How can I differentiate between aplastic anaemia and other causes of bone marrow failure in a primary care setting?

In a primary care setting, definitive differentiation between aplastic anaemia and other causes of bone marrow failure is not possible, as this requires specialist investigations ¹ (Marsh et al., 2009; DeZern and Churpek, 2021). The role of primary care is primarily to recognise the potential signs of bone marrow failure and facilitate urgent referral to haematology (Marsh et al., 2009; DeZern and Churpek, 2021).

Key indicators that may prompt suspicion of bone marrow failure include:

• Symptoms of anaemia: Patients may present with fatigue, pallor, or shortness of breath, which are common symptoms of low red blood cell counts (Marsh et al., 2009). While iron deficiency anaemia is a common cause of anaemia ²,³, unexplained or severe anaemia warrants further investigation.
• Increased susceptibility to infections: Frequent or severe infections, particularly bacterial or fungal, can indicate a low white blood cell count (neutropenia) (Marsh et al., 2009).
• Bleeding or bruising: Easy bruising, petechiae, nosebleeds, or prolonged bleeding from minor cuts may suggest a low platelet count (thrombocytopenia) (Marsh et al., 2009).

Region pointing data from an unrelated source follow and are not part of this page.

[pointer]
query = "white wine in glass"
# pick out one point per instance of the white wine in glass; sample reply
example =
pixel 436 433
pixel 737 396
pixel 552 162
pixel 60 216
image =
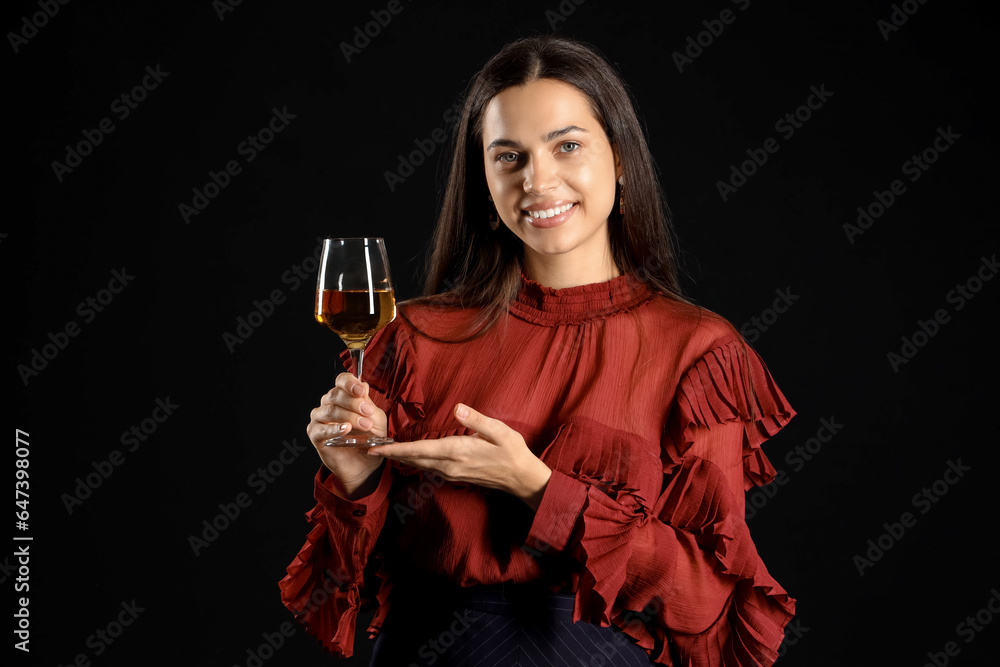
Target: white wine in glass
pixel 354 299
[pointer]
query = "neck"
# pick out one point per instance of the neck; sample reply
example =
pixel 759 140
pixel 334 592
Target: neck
pixel 560 271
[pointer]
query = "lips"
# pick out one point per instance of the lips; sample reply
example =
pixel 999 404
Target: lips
pixel 548 214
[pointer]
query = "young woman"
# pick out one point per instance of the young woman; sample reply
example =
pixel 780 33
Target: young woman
pixel 573 438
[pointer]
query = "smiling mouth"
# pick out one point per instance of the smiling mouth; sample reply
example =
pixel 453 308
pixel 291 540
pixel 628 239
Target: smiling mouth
pixel 549 212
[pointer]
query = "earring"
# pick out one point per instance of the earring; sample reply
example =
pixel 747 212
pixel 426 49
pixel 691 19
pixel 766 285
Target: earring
pixel 494 216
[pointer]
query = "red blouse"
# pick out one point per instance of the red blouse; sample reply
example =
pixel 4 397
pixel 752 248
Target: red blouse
pixel 650 413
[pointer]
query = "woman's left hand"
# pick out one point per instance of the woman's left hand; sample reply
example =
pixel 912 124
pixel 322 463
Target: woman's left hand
pixel 495 457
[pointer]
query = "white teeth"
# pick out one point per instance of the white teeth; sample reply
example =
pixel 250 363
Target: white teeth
pixel 550 212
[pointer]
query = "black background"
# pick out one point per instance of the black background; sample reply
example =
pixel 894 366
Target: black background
pixel 162 336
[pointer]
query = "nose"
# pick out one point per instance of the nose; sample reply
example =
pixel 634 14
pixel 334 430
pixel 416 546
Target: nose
pixel 541 176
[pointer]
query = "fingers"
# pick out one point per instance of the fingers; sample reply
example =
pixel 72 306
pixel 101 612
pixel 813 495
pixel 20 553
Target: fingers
pixel 347 403
pixel 488 428
pixel 351 385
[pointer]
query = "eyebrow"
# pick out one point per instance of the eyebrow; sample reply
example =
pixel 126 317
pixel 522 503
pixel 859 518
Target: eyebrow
pixel 554 134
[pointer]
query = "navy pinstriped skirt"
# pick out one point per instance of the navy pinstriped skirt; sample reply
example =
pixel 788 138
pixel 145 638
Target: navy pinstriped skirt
pixel 498 626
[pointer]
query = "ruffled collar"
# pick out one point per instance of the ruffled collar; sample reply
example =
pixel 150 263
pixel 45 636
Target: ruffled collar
pixel 572 305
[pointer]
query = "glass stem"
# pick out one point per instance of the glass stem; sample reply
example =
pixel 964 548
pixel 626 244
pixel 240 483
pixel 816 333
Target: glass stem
pixel 358 355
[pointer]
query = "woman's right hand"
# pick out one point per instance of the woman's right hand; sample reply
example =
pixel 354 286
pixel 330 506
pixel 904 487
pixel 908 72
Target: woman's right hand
pixel 344 408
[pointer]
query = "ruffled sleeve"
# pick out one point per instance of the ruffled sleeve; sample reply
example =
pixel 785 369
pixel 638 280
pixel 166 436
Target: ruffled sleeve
pixel 680 573
pixel 323 585
pixel 325 582
pixel 729 383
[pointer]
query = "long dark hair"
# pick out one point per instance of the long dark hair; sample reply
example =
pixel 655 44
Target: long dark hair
pixel 473 266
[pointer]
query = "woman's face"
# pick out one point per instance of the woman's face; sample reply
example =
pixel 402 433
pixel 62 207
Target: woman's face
pixel 550 170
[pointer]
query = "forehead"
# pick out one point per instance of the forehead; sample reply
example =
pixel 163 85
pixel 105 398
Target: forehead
pixel 528 112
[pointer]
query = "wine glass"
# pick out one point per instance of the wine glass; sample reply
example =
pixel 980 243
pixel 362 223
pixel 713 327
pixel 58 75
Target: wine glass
pixel 354 299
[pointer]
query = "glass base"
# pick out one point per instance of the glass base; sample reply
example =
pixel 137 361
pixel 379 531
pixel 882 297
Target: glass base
pixel 358 440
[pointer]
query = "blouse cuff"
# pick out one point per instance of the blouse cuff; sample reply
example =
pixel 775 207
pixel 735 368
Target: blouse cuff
pixel 351 512
pixel 562 502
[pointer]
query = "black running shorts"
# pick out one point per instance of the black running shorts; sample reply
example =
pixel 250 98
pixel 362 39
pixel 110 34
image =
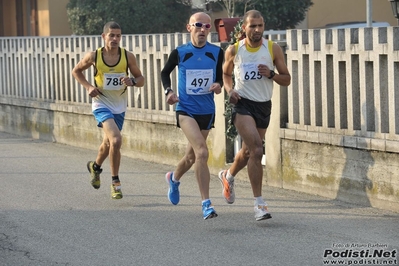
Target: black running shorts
pixel 260 111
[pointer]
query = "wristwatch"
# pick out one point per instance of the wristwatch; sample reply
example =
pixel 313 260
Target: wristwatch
pixel 167 90
pixel 271 74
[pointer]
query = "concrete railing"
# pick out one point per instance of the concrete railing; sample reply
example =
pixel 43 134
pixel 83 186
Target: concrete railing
pixel 345 87
pixel 334 131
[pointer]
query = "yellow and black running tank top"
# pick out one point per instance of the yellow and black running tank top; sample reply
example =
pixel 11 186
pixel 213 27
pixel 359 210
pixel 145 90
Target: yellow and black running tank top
pixel 108 79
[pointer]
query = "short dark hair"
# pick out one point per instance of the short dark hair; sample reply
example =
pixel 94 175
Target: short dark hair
pixel 251 14
pixel 111 25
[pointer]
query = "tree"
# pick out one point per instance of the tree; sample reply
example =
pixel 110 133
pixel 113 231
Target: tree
pixel 278 14
pixel 282 14
pixel 87 17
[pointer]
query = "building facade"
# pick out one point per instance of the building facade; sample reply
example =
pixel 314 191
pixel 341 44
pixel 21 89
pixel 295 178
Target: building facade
pixel 49 17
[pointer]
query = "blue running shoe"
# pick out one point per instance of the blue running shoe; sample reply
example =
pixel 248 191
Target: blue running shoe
pixel 173 193
pixel 208 210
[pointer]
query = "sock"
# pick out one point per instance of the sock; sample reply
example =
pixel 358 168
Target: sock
pixel 96 167
pixel 173 178
pixel 229 176
pixel 115 179
pixel 259 201
pixel 205 200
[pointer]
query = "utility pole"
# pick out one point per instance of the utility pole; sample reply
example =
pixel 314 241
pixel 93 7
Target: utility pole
pixel 369 13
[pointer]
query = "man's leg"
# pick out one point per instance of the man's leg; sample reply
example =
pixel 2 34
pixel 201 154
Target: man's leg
pixel 114 137
pixel 197 140
pixel 251 152
pixel 112 143
pixel 185 163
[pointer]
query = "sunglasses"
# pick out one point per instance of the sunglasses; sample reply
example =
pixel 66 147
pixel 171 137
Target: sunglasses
pixel 200 25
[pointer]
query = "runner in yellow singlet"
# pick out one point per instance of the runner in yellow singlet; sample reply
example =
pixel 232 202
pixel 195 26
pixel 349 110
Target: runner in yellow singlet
pixel 112 65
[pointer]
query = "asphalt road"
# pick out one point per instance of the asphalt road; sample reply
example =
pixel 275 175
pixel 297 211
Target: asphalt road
pixel 50 215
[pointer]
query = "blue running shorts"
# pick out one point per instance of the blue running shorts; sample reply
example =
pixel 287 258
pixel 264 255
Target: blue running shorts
pixel 103 114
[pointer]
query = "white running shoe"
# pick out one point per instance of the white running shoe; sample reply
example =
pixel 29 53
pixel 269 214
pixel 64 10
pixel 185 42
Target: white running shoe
pixel 261 213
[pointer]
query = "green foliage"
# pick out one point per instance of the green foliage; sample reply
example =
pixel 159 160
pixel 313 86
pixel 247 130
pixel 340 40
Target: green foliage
pixel 87 17
pixel 280 14
pixel 231 131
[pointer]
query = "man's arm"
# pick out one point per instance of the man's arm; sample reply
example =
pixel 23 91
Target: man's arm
pixel 219 68
pixel 170 65
pixel 283 77
pixel 77 72
pixel 134 69
pixel 228 68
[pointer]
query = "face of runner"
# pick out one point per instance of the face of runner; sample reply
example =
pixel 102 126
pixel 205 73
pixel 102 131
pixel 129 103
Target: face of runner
pixel 254 28
pixel 112 38
pixel 199 28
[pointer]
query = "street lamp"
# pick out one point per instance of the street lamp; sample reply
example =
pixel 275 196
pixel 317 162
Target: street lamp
pixel 395 8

If these symptoms are present, a full blood count (FBC) is the crucial initial investigation in primary care (Marsh et al., 2009; DeZern and Churpek, 2021). The hallmark of bone marrow failure, including aplastic anaemia, is pancytopenia, which is a reduction in all three major blood cell lines: red blood cells, white blood cells, and platelets (Marsh et al., 2009; DeZern and Churpek, 2021). Other causes of pancytopenia, such as myelodysplastic syndromes, severe megaloblastic anaemia, or certain viral infections like parvovirus B19, would also need to be considered by specialists ¹ (Marsh et al., 2009; DeZern and Churpek, 2021).

Upon finding unexplained pancytopenia, an urgent referral to a haematologist is essential for further evaluation (Marsh et al., 2009; DeZern and Churpek, 2021). The definitive diagnosis and differentiation from other bone marrow disorders, including aplastic anaemia, typically involve a bone marrow aspiration and biopsy, which is performed in secondary care (Marsh et al., 2009; Barone et al., 2015; DeZern and Churpek, 2021).